BN: It’s possible, with the Mendi, the sinking of the Mendi – this troop ship which sinks in the English
Channel in 1917 with the loss of almost 700 lives, members of the South African Native Labour
Contingent. That sinking became a symbol of martyrdom and involved the creation of a lot of
mythologies around it, so I suspect that they may well become some sort of leitmotif for the South
African First World War. But we need to wait for that. I suspect that 1916, Delville Wood and the
South African battle on the Somme has always loomed large in English and Anglo-Afrikaner
consciousness but that may well be less prominent now I suspect and may well be replaced by the
Mendi. In post-apartheid South Africa you can already get a Mendi medal for bravery, various Mendi
orders; so I think for a new nationalist agenda the Mendi may very well come to serve as a very
important symbolic episode. But as I was saying earlier on there’s not very much at all.

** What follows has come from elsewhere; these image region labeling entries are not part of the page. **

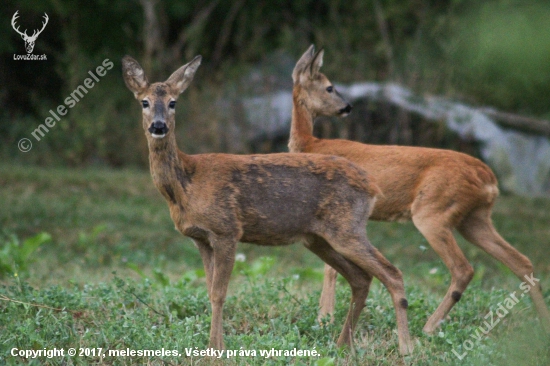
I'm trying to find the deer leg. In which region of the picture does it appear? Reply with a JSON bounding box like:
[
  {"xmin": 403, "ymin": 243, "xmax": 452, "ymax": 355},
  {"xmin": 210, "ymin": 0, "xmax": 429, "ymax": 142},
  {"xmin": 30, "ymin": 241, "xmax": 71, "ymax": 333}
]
[
  {"xmin": 328, "ymin": 233, "xmax": 413, "ymax": 355},
  {"xmin": 413, "ymin": 216, "xmax": 474, "ymax": 334},
  {"xmin": 193, "ymin": 239, "xmax": 214, "ymax": 299},
  {"xmin": 317, "ymin": 264, "xmax": 338, "ymax": 323},
  {"xmin": 205, "ymin": 238, "xmax": 237, "ymax": 349},
  {"xmin": 458, "ymin": 209, "xmax": 550, "ymax": 333},
  {"xmin": 306, "ymin": 237, "xmax": 372, "ymax": 346}
]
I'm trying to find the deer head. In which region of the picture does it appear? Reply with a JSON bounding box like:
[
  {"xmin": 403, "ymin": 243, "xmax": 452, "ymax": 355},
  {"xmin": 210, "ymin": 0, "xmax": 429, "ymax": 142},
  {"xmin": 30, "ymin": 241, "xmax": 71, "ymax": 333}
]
[
  {"xmin": 292, "ymin": 45, "xmax": 352, "ymax": 117},
  {"xmin": 122, "ymin": 56, "xmax": 202, "ymax": 139},
  {"xmin": 11, "ymin": 10, "xmax": 49, "ymax": 53}
]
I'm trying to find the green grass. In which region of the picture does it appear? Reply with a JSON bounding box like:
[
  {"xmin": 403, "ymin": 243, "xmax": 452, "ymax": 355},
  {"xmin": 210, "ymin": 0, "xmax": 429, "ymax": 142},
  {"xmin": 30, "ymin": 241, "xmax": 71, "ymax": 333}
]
[{"xmin": 0, "ymin": 165, "xmax": 550, "ymax": 365}]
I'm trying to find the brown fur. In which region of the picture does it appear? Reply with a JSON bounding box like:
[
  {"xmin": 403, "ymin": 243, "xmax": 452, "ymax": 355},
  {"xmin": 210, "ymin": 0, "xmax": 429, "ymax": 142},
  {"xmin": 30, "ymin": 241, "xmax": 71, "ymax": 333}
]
[
  {"xmin": 122, "ymin": 56, "xmax": 412, "ymax": 354},
  {"xmin": 288, "ymin": 46, "xmax": 550, "ymax": 333}
]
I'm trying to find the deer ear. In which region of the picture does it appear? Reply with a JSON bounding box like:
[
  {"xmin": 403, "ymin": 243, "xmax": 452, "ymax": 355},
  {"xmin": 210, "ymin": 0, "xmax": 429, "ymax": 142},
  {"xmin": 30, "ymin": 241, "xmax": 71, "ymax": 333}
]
[
  {"xmin": 122, "ymin": 56, "xmax": 149, "ymax": 98},
  {"xmin": 292, "ymin": 45, "xmax": 315, "ymax": 84},
  {"xmin": 166, "ymin": 55, "xmax": 202, "ymax": 94},
  {"xmin": 308, "ymin": 48, "xmax": 325, "ymax": 77}
]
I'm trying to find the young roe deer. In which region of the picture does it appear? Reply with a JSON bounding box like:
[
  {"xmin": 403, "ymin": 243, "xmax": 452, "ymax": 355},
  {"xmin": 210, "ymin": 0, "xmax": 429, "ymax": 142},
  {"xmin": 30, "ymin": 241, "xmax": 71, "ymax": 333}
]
[
  {"xmin": 288, "ymin": 45, "xmax": 550, "ymax": 333},
  {"xmin": 122, "ymin": 56, "xmax": 412, "ymax": 354}
]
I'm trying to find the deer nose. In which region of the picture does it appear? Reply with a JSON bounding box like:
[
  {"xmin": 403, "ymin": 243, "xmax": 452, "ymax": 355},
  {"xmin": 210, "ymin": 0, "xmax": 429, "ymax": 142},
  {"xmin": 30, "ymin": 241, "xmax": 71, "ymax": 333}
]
[
  {"xmin": 148, "ymin": 120, "xmax": 168, "ymax": 138},
  {"xmin": 340, "ymin": 103, "xmax": 353, "ymax": 114}
]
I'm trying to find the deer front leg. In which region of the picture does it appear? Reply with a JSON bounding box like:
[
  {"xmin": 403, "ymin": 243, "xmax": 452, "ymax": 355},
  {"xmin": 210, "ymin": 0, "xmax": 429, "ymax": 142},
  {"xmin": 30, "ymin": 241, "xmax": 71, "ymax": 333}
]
[
  {"xmin": 193, "ymin": 239, "xmax": 214, "ymax": 300},
  {"xmin": 317, "ymin": 264, "xmax": 338, "ymax": 323},
  {"xmin": 210, "ymin": 238, "xmax": 237, "ymax": 349}
]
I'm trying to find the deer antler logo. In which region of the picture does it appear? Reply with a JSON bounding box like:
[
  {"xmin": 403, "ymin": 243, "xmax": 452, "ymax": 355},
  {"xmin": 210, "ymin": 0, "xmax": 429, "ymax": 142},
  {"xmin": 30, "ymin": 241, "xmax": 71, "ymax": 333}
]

It will be very interesting to see how it plays out, because South Africa was not as deeply involved as
any of the other dominions at the time but nonetheless the war was very important – not least for
the idea of a Greater South Africa. Smuts saw the war as a moment to expand South Africa into East
Africa and West Africa: they go German South-West and they didn’t get the East. And in a way, postapartheid South Africa has completed the project of the First World War but through capital,
because South African capital is now deeply dominating the African continent. South African
commerce and trade, South African Airways just dominate the rest of the continent. So the First
World War project has come to an end now, but it’s taken a long time and it’s not a project for white
settler rule – it’s a project for African nationalism. That’s what I would argue actually: that we have
now finished the First World War. It’s taken a while!